Ultimately, the strong performance and scaling properties of DiTs confirmed that a general-purpose, scalable architecture like the transformer could outperform specialized, convolutional designs like the U-Net, marking a pivotal moment in the evolution of generative models.
Some qualitative examples generated by DiTs are shown below.
The success of DiTs has made them a foundational architecture, inspiring a wave of innovation across various domains of generative AI. Researchers are now actively applying, adapting, and scaling DiT principles to tackle new challenges, from generating video to enhancing images and even designing molecules.
Here are a few key areas where DiTs are making a significant impact:
The ability of transformers to model sequences makes them a natural fit for video generation, which requires understanding both spatial details within a frame and temporal relationships across frames.
Models like Lumina-Video adapt the DiT framework to handle spatiotemporal data by jointly learning from multiple patch sizes. This multi-scale approach not only improves efficiency but also allows for flexible control over the motion and dynamics in the generated videos, pushing the boundaries of high-quality video synthesis.
The core idea across many recent video models is to use DiT-based backbones with attention across both space and time to capture complex motion and maintain coherence.
The original DiT paper focused on class-conditional generation, but the architecture has been rapidly adapted for more complex text-to-image tasks.
Recent work has focused on scaling these models to billions of parameters and training them on massive datasets with rich, descriptive captions.
Research papers like "Efficient Scaling of Diffusion Transformers for Text-to-Image Generation" have rigorously studied different DiT variants, finding that simpler, pure self-attention designs (like U-ViT) can scale more effectively and even outperform more complex architectures in controlled settings.
This line of research is critical for building next-generation text-to-image models that offer greater prompt adherence and image quality.
A significant development is the TransDiff model, which marries an Autoregressive (AR) Transformer with a diffusion model to create a unified generative framework.
Instead of using a DiT for pure denoising, TransDiff employs an AR Transformer to encode an image into high-level semantic features. These features then act as a powerful conditioning signal for a diffusion decoder, which generates the final image.
This hybrid approach aims to combine the fast inference of AR models with the high quality of diffusion models, achieving state-of-the-art results on benchmarks like ImageNet with a reported FID score of 1.42. The work also introduces a novel training paradigm called Multi-Reference Autoregression (MRAR), which further improves generation quality and diversity.
These examples represent just a fraction of the ongoing work.

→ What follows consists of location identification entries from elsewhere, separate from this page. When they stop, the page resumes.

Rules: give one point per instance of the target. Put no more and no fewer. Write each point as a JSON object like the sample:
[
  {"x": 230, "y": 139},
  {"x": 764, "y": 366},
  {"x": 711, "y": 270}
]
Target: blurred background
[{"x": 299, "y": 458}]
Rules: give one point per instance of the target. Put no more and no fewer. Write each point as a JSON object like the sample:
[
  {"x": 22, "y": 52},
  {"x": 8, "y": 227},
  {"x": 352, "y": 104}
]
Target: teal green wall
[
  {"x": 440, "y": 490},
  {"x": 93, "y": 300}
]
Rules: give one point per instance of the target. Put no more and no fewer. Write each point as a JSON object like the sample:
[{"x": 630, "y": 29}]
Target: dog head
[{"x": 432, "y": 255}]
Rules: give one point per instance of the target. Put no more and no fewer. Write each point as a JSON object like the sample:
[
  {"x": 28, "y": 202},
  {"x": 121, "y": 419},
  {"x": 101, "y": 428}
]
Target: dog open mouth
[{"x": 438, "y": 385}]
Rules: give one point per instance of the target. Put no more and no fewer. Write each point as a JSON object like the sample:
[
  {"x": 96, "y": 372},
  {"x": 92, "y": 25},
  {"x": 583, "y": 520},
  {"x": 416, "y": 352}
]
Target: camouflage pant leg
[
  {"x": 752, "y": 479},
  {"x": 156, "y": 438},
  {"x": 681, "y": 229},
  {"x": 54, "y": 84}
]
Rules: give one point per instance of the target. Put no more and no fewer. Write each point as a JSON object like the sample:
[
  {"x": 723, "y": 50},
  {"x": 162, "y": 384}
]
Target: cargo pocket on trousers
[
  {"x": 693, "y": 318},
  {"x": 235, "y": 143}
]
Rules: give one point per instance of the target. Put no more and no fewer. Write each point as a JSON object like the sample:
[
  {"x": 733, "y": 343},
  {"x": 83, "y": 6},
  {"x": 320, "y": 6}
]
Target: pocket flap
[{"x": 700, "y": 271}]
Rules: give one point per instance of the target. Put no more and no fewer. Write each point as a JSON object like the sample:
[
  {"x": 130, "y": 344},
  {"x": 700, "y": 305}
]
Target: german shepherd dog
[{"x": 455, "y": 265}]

From scientific applications like molecular design to creative tools for artists and filmmakers, the DiT architecture is proving to be a robust and adaptable foundation for the future of generative modeling.
By replacing the long-standing U-Net architecture with a pure transformer backbone, DiTs have unlocked new levels of performance and scalability, fundamentally reshaping our understanding of what is required for state-of-the-art image synthesis.
As we've seen, it has already paved the way for groundbreaking applications in video generation, text-to-image synthesis, and even hybrid models that blend autoregressive and diffusion techniques for superior results.
Diffusion Transformers in a Nutshell:
Foundation for the Future: The DiT architecture now serves as the backbone for many cutting-edge generative models, including OpenAI's Sora and Stability AI's Stable Diffusion 3, and continues to inspire new research into more efficient and powerful hybrid systems.